Anna Lappé said it best: “Every time you spend money, you’re casting a vote for the kind of world you want.”

And make no mistake, the people who run the companies profiting from public contracts are doing just this.

One of Westminster’s favourite contractors, G4S, has been awarded huge contracts for everything from tagging criminals to housing asylum seekers (despite attracting frequent controversy).

G4S – a British firm – also transfers prisoners from the occupied Palestinian territories into prisons within the state of Israel, in contravention of the fourth Geneva Convention.
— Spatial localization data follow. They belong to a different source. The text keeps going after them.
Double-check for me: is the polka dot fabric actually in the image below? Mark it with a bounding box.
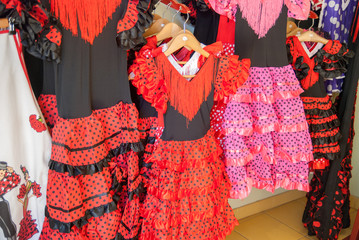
[216,65,313,199]
[41,102,144,239]
[140,130,238,240]
[130,43,250,239]
[38,94,59,135]
[302,96,341,169]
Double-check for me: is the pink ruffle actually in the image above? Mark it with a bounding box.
[251,179,275,193]
[249,89,304,104]
[253,122,279,134]
[278,121,309,132]
[226,93,252,103]
[274,89,304,100]
[222,127,253,136]
[275,148,314,163]
[275,178,310,192]
[225,152,253,167]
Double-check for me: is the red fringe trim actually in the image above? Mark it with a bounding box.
[157,53,215,122]
[49,0,122,44]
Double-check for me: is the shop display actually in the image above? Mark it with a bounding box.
[0,0,358,239]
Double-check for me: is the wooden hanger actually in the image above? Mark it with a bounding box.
[164,30,209,78]
[156,22,182,42]
[144,17,170,37]
[287,20,304,37]
[165,31,209,58]
[287,27,304,37]
[297,30,329,44]
[0,18,9,29]
[153,14,162,21]
[286,21,298,34]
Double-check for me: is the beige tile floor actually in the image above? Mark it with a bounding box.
[227,197,358,240]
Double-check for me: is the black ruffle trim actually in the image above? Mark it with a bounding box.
[49,142,143,176]
[287,44,310,81]
[314,43,354,79]
[49,158,110,177]
[116,0,155,50]
[308,118,340,132]
[46,201,117,233]
[294,56,310,81]
[312,131,342,146]
[313,152,340,162]
[111,142,144,155]
[305,107,340,132]
[4,1,61,62]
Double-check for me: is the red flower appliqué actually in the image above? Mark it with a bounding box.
[29,114,46,133]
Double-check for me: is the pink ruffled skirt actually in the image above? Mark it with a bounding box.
[212,65,313,199]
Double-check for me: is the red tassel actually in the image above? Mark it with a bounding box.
[49,0,122,44]
[156,53,215,123]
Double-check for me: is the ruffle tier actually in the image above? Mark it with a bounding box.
[214,65,312,199]
[140,129,238,240]
[137,116,160,189]
[116,0,157,50]
[42,102,144,239]
[0,0,62,62]
[302,96,341,168]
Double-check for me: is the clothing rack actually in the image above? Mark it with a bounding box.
[160,0,191,13]
[0,18,9,29]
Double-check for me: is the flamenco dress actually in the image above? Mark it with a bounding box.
[207,0,313,199]
[130,44,250,239]
[286,36,354,239]
[36,0,157,239]
[0,0,59,238]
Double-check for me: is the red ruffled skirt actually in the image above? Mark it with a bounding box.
[40,101,143,239]
[140,129,238,240]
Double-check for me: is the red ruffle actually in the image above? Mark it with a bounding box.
[141,129,237,239]
[130,56,169,114]
[51,102,139,166]
[116,0,139,33]
[40,210,121,240]
[214,56,250,102]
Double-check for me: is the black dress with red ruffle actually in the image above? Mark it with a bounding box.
[286,36,354,239]
[130,48,250,239]
[286,36,353,168]
[37,0,157,239]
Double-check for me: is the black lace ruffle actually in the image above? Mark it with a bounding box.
[314,43,354,79]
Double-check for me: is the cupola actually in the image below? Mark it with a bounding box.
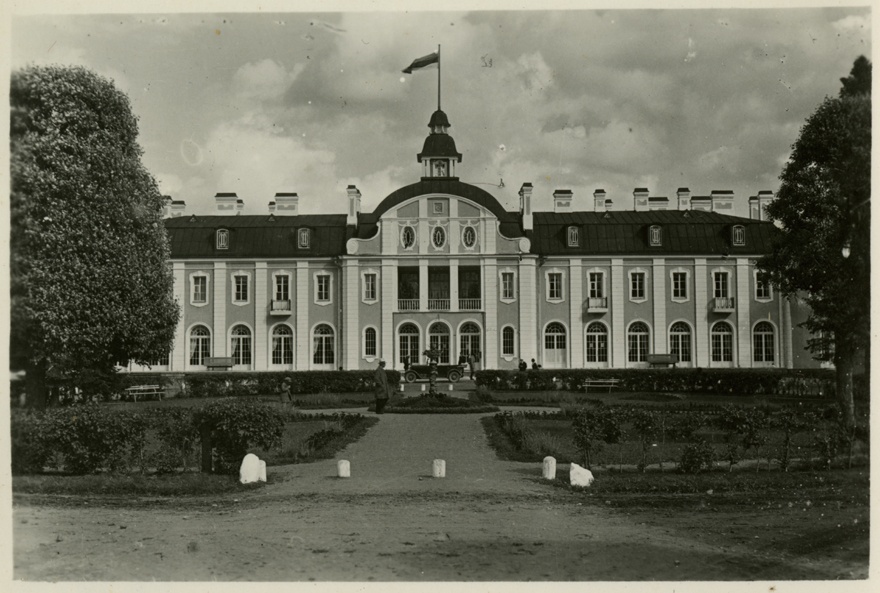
[417,109,462,179]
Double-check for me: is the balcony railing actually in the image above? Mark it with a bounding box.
[459,298,482,310]
[270,299,292,314]
[712,296,735,312]
[428,298,450,311]
[586,297,608,312]
[397,299,419,311]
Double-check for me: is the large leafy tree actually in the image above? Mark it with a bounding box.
[759,57,871,428]
[11,65,180,407]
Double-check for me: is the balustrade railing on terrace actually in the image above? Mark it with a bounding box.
[458,298,482,310]
[397,299,419,311]
[428,299,450,311]
[712,297,735,310]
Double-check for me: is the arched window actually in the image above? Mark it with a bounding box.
[189,325,211,366]
[585,322,608,363]
[627,322,650,363]
[428,323,450,363]
[501,326,515,357]
[669,322,692,363]
[313,324,335,366]
[753,322,775,363]
[364,327,377,358]
[543,323,567,368]
[399,323,420,365]
[271,325,293,365]
[459,322,481,360]
[231,325,252,366]
[711,322,734,362]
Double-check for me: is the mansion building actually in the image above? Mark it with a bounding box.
[141,109,822,374]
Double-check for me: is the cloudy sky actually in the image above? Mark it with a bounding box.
[9,3,872,218]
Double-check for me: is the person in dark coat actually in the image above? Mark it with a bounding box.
[279,377,293,408]
[467,352,476,380]
[374,359,392,414]
[531,359,541,370]
[518,359,528,372]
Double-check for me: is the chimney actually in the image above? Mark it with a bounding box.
[346,185,362,226]
[162,195,172,218]
[519,183,533,231]
[710,190,734,213]
[169,200,186,218]
[676,187,691,211]
[268,200,277,213]
[757,190,774,221]
[235,198,244,215]
[553,189,573,213]
[648,197,669,211]
[593,189,607,212]
[633,188,649,212]
[691,196,711,212]
[215,192,238,212]
[274,192,299,213]
[748,195,759,220]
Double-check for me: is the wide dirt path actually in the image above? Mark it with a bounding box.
[12,411,852,581]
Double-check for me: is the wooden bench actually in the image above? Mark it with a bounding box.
[583,379,620,394]
[205,357,234,371]
[646,354,678,368]
[124,384,164,402]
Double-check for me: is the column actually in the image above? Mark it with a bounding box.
[213,262,227,357]
[419,259,429,311]
[652,258,667,354]
[344,259,360,369]
[518,257,538,363]
[610,259,625,367]
[450,259,459,312]
[381,260,395,368]
[296,261,309,370]
[568,258,583,368]
[254,262,268,370]
[484,258,498,367]
[171,262,186,371]
[736,258,751,367]
[694,259,709,367]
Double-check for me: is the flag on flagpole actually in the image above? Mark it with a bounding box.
[402,52,439,74]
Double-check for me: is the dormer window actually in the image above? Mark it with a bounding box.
[649,225,662,246]
[216,229,229,250]
[567,226,579,247]
[732,225,746,247]
[298,228,311,249]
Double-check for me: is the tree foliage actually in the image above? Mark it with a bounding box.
[759,57,870,427]
[10,65,180,406]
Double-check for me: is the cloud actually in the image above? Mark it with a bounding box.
[832,15,870,33]
[232,59,304,101]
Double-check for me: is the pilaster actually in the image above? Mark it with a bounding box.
[450,259,459,312]
[381,260,395,368]
[736,258,751,367]
[254,262,268,370]
[419,259,429,311]
[213,262,227,357]
[652,258,667,354]
[569,258,583,368]
[296,261,309,370]
[344,260,360,369]
[518,257,538,364]
[172,262,186,371]
[611,259,625,367]
[484,258,498,367]
[694,259,709,367]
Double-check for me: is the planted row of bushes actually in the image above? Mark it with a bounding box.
[475,368,865,398]
[493,402,868,474]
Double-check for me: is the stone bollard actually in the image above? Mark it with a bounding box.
[448,384,454,391]
[432,459,446,478]
[421,384,426,392]
[400,384,405,392]
[542,456,556,480]
[337,459,351,478]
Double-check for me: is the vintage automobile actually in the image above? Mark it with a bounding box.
[403,363,467,383]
It also provides equipment and services to the checkpoints across the West Bank and the terminals surrounding the blockaded Gaza strip.

Now your local council or NHS Trust may have no choice but to pay for their services, and your pension fund may not be able to divest from companies contributing to the contravention of international law – whether its members like it or not.

Does it even make a difference?

Boycotts don’t just impose economic pressure – they also generate awareness.

In the case of BDS, money talks, but the public message is what really concerns Israel, whose economy thrives on ever more generous foreign aid deals from their allies in the US and UK.

This ban is an illiberal, top-down attempt to stop thousands of people protesting in one of the only ways they can. It is happening in the US, France and Canada, too.

Boycotters in the US can be fined enormous sums.

Liberals swooned at the election of the dishy new Canadian prime minister, Justin Trudeau. And what is more cute and liberal than opposing people’s right to free expression?

France, too, has cracked down hard. Its high court recently ruled that promoting BDS is illegal and anti-Semitic.

Even those who merely want to mark goods and services from the occupied territories alone are subject to the official insinuation of Nazism.

EU bodies published new guidelines in November for labelling products made in Israeli settlements. Labelling, not banning. In response to this, Benjamin Netanyahu said: “We have historical memory of what happened when Europe labelled Jewish products.”

Is BDS anti-Semitic? Surely the only insult to Jewish people is to suggest they must all agree with the occupation of Palestine, or else.

You may disagree with the aims of boycotts, you may believe they just won’t work – but you cannot ban them without revealing the murky reality behind the spotless liberalism Britain and its allies claim to defend.